Visa, is paying part of the cost of the 30,000 infrared modules that attach to POS terminals being rolled out this year for the Korean service. If the service catches on, Visa will promote the technology to members in other countries.
MasterCard is supporting applications using RFID technology more than infrared because about 20 million Korean commuters carry RFID chip cards. RFID has become popular for transit-fare collection and for other applications such as building access and inventory control.
Successful implementation of this handset model means that all the handsets used by consumers must come equipped with an infrared port and a built-in short-range RF antenna. That's in addition to the special slot in the handset for the smart card.

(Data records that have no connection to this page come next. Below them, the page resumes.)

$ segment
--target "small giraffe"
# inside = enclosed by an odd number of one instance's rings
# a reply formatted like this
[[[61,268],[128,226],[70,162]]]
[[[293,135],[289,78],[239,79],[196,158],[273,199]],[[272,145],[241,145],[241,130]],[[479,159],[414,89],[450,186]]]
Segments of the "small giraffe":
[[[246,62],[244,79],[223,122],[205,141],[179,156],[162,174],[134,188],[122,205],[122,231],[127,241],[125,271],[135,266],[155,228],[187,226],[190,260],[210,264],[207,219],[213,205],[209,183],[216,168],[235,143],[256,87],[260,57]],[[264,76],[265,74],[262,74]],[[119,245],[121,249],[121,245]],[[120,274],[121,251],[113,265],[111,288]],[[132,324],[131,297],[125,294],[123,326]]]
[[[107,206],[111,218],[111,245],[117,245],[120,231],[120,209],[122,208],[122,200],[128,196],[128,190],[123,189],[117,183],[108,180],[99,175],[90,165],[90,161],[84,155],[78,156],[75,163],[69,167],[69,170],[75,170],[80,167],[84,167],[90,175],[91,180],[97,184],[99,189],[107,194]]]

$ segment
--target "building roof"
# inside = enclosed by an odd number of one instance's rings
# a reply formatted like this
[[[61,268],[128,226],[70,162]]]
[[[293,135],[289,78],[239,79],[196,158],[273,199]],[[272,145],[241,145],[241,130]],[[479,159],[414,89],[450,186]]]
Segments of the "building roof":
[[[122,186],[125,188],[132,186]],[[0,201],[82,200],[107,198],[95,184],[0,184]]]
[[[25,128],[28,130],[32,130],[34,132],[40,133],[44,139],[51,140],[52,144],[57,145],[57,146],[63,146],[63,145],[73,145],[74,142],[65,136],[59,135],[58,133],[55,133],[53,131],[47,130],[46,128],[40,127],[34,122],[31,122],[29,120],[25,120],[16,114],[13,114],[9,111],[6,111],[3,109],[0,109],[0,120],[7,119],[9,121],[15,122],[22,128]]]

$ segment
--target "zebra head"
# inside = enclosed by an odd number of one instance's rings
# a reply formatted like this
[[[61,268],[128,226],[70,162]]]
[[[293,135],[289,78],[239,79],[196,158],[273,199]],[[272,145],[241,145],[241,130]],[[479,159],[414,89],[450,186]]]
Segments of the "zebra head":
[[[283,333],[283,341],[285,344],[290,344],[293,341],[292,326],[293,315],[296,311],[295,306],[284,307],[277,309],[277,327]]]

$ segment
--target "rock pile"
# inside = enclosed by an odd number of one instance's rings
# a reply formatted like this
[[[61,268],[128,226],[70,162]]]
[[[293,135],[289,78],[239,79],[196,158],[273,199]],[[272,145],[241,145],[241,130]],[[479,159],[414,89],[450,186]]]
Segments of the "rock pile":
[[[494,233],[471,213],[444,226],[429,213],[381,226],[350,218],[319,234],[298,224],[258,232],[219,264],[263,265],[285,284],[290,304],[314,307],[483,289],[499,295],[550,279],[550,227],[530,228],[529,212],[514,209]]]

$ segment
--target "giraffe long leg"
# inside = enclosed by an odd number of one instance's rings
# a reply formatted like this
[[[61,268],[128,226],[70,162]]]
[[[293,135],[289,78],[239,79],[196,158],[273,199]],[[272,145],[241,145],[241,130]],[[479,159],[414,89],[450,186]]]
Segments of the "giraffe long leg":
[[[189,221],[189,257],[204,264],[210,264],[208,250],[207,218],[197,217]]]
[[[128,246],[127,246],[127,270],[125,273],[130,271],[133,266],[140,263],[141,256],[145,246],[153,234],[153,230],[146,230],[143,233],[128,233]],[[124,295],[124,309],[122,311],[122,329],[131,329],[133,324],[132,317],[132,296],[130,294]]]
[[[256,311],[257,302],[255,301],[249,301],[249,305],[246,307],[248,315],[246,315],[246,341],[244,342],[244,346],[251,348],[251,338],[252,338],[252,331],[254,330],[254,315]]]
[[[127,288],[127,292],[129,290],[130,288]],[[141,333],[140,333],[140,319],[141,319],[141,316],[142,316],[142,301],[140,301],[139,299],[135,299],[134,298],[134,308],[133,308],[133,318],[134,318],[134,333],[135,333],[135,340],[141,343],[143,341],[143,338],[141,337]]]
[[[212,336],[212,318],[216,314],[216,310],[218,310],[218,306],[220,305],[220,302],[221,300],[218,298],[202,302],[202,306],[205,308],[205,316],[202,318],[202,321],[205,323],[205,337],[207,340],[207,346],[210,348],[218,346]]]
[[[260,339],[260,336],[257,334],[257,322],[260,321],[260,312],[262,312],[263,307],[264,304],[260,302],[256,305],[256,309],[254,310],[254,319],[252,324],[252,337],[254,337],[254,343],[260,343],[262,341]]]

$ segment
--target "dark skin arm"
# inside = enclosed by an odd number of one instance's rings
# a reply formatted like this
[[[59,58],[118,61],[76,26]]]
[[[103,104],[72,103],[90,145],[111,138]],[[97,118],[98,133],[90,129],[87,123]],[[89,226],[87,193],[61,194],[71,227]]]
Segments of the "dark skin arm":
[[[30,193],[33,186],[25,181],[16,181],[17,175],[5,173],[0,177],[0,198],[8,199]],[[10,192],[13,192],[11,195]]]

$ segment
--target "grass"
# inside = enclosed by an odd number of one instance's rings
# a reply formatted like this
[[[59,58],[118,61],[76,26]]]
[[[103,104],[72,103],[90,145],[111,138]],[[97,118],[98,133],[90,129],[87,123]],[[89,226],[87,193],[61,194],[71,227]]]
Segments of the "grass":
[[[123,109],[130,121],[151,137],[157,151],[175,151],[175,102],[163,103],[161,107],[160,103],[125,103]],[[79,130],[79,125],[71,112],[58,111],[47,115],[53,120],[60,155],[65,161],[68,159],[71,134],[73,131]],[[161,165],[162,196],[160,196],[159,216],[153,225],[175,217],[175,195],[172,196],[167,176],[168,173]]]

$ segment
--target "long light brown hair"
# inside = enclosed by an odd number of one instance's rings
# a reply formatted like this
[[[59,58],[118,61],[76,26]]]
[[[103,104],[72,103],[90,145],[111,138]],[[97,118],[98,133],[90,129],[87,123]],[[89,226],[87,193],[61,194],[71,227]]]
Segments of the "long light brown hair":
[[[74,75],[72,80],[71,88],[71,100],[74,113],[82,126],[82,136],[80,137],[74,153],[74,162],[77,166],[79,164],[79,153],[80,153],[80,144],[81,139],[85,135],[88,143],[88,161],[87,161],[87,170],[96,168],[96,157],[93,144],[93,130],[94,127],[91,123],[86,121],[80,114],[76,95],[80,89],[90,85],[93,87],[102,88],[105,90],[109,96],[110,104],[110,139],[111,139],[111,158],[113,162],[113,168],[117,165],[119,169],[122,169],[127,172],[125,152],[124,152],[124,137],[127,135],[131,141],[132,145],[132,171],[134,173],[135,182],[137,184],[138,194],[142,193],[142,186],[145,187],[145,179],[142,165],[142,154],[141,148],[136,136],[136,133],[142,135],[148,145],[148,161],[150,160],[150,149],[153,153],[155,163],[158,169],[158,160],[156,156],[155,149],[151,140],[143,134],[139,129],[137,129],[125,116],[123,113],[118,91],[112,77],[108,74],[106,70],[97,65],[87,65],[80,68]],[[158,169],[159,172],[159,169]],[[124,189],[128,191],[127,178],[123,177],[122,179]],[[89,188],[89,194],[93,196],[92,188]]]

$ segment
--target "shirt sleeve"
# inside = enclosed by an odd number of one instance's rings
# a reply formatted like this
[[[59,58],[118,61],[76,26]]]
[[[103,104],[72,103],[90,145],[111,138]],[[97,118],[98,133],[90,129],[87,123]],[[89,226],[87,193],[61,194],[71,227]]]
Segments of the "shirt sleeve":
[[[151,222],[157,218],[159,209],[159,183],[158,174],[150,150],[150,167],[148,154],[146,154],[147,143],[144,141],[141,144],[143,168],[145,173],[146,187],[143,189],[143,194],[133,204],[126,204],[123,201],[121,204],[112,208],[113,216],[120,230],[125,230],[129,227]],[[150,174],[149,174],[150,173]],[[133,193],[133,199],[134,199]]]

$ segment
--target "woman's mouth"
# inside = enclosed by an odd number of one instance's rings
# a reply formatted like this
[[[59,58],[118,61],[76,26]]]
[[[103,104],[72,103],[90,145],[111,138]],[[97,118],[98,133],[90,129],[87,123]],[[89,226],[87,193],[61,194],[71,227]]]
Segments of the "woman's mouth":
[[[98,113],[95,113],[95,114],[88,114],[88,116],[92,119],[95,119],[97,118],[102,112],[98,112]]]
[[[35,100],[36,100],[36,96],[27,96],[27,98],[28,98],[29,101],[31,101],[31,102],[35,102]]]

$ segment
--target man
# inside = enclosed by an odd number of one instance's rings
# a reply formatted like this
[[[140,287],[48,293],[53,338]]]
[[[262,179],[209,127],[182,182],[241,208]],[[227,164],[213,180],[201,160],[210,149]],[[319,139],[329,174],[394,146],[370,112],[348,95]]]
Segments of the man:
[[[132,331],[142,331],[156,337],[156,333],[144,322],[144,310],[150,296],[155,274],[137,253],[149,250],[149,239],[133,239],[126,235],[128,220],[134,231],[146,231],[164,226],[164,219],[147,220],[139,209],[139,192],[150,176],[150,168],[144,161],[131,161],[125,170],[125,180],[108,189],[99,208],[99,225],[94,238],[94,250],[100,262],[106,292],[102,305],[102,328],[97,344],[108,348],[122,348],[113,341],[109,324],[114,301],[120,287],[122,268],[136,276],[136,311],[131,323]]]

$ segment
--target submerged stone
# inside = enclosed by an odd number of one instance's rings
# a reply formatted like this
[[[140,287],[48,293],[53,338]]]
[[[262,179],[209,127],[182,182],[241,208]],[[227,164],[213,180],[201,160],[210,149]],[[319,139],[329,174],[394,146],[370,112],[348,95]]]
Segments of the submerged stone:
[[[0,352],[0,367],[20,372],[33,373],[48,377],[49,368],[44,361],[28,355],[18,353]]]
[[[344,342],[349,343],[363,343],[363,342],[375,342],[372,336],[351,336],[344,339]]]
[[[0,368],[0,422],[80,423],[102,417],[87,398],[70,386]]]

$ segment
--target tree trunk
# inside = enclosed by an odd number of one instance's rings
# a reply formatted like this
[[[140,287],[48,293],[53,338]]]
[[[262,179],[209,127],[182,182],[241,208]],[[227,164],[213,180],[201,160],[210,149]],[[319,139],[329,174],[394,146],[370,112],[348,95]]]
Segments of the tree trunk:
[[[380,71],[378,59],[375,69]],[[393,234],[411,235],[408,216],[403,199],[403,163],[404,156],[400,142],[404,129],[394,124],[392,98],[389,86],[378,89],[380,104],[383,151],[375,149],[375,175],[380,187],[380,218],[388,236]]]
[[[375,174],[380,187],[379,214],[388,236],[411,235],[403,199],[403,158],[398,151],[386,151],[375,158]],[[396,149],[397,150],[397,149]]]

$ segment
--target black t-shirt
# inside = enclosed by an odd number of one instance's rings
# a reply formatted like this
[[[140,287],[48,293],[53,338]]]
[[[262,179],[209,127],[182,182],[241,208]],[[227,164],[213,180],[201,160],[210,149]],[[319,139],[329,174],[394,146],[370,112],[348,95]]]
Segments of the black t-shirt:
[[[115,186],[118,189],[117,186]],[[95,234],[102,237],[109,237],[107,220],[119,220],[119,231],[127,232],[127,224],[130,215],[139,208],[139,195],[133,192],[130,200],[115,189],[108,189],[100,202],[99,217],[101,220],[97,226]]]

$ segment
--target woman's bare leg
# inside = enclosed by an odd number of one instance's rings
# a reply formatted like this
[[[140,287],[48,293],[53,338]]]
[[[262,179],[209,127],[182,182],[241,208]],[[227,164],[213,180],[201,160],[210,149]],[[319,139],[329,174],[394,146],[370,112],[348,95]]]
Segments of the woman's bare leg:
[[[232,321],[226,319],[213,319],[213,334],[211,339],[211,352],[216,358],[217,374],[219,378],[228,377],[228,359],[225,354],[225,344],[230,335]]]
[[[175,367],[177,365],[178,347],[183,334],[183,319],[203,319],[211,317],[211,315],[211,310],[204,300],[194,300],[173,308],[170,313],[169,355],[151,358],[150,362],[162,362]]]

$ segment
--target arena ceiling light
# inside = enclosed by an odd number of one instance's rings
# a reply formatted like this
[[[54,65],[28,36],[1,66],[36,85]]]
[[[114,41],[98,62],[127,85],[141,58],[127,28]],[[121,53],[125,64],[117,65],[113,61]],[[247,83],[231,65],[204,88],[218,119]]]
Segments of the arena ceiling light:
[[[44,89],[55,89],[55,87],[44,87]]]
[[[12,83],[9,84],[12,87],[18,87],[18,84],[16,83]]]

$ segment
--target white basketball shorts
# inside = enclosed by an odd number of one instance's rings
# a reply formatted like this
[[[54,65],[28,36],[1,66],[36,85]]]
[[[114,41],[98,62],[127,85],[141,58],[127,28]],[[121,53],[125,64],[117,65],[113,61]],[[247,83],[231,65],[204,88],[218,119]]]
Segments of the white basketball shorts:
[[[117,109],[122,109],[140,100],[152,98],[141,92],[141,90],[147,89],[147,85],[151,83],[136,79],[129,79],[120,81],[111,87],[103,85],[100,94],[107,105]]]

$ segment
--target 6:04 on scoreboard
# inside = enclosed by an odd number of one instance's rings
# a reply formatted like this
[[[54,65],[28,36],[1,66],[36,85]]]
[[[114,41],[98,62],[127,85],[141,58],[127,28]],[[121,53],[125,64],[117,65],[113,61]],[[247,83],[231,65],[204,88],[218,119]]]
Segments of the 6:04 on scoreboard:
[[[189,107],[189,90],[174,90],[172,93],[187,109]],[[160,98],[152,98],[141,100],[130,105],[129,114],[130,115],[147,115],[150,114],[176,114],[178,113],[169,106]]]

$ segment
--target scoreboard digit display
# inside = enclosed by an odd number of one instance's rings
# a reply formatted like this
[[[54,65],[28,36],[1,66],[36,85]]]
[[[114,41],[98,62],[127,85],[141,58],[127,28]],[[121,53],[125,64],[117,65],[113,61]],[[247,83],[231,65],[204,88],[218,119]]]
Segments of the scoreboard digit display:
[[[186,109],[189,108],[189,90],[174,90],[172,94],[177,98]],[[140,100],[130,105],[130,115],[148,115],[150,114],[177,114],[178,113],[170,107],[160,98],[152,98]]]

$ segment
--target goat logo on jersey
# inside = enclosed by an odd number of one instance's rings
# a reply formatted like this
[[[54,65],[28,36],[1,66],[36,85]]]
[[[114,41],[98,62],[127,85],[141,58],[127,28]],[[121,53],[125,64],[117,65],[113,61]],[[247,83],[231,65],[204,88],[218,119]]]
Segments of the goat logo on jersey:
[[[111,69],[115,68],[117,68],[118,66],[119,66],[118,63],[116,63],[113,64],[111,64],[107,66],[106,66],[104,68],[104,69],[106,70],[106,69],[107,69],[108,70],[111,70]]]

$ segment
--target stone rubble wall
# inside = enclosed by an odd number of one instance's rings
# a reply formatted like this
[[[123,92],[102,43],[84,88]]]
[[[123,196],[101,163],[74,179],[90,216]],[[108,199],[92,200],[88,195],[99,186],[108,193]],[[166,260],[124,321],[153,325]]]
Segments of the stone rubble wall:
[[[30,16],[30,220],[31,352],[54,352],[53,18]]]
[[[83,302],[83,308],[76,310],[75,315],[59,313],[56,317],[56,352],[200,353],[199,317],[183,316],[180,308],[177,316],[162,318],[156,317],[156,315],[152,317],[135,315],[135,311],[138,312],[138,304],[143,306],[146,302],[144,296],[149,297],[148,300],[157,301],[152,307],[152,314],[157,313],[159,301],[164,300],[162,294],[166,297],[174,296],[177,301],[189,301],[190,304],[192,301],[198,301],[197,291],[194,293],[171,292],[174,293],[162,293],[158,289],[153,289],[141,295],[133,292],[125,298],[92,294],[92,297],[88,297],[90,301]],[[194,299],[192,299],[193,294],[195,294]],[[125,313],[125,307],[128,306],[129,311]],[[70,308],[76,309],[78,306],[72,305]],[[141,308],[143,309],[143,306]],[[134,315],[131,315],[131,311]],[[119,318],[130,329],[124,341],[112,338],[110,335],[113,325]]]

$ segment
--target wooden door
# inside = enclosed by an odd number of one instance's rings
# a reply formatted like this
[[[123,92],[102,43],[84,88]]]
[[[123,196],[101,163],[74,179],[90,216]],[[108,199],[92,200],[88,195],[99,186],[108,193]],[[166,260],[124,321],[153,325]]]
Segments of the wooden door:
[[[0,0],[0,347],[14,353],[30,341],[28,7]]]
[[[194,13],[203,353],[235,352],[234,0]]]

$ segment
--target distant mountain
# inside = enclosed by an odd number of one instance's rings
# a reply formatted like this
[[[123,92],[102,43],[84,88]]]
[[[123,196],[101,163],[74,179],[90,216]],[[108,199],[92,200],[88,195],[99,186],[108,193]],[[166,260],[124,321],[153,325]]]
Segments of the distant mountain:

Unlike the GSM wireless networks common in Europe and parts of Asia, Korean handsets support CDMA network technology and don't come ready made with slots for subscriber identity module smart cards. The operators are expected to have several handset models equipped for mobile commerce on the market over the next several months.
Perhaps more expensive will be outfitting POS terminals for mobile payment. For infrared, they will have to come with attachments that give customers a clear target on sales counters at which to point and shoot their credit account details. These modules cost around $50 each. The Korean telecom companies are hedging their bets by equipping the infrared modules to also receive RF signals, adding another $5 to $10. It is two different technologies on the same phone.
These test beds in Asia and Europe aare helping pave the way for a smoother roll out for the U. S. Is mobile commerce for you? Probably, but let's get the kinks worked out before we jump headlong into it.